Kay and Bill moved to Perrysburg permanently in 1964. She is survived by their three daughters, Sarah Strickland (Robbinston, ME), Peggy Ottman (Wilton, CT), and Libby Tyler (Sacramento, CA); sons-in-law Paul Strickland, John Ottman and Kit Tyler; and their seven grandchildren: Kate Strickland, Claire Strickland Giblin; Bill, Elizabeth and Jack Ottman, and Nick and Henry Tyler. Kay was predeceased by her husband Bill (1991), their son William B. Ball, III (1954), and her brother Robert S. McCarter (2006).

Kay expressed deep love for her family in many special ways, the most important legacy being her beloved camp “The Dam” in Robbinston, Maine. Originally built in 1917 by her grandparents, Robert Sherman McCarter and Mercy Bell Kay, the family has gathered there every summer creating a strong foundation of love and memories that they share today. 

An outspoken ambassador and cheerleader for Perrysburg, Toledo and Robbinston, Kay gave tirelessly of her time and resources to support the communities she held so dear.  She was a volunteer to her very core, and her energy and enthusiasm benefited many organizations including The Toledo Museum of Art, Historic Perrysburg, The Country Garden Club, The Way Public Library, Braden’s Church and Historic Toledo, and Save Passamaquoddy Bay, to name just a few. 

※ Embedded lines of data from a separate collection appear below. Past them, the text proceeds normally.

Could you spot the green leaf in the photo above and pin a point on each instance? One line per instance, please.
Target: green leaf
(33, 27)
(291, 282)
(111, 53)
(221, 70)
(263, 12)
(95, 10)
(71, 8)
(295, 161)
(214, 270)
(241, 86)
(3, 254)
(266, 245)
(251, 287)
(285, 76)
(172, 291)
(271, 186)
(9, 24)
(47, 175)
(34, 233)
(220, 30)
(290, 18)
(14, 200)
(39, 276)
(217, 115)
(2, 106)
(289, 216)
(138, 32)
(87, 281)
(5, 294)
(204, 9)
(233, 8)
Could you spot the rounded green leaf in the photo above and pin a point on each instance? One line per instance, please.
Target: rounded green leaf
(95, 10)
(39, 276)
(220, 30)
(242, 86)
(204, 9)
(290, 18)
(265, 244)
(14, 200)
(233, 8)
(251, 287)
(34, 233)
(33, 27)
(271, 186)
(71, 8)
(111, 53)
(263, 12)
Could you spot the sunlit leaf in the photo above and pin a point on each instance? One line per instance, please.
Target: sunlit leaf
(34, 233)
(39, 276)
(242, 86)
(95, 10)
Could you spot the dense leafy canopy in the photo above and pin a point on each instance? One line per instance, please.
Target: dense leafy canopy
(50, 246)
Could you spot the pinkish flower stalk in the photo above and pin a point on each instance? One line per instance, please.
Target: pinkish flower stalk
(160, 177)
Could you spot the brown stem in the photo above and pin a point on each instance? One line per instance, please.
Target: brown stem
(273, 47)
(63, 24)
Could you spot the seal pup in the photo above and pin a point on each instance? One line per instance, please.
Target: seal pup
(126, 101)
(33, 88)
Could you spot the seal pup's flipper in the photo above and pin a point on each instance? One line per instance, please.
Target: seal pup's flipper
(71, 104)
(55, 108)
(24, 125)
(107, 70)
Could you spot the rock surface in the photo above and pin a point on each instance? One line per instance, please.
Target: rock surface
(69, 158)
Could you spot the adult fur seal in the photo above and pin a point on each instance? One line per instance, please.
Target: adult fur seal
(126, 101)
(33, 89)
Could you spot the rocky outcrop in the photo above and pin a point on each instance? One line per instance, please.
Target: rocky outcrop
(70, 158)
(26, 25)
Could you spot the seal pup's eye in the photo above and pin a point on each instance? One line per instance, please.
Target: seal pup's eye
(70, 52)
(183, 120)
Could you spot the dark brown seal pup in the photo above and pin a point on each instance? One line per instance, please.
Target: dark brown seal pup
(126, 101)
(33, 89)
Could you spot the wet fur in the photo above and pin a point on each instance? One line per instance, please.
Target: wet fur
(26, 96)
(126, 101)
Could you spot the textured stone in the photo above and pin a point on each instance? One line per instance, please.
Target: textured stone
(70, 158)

Kay will be remembered as a friend, mentor, and inspiration to young and old alike. As one friend said recently, “...I think of Kay often - how many meetings did she drag us all to! I will remember her as a great lady who always spoke the truth.”

A celebration of Kay’s life was held at on April 13th in Perrysburg, Ohio. A private family ceremony will be held this summer. Memorial contributions can be made to the Robbinston Historical Society, the Foundation for Angelman Syndrome Therapeutics (FAST) or The Toledo Museum of Art.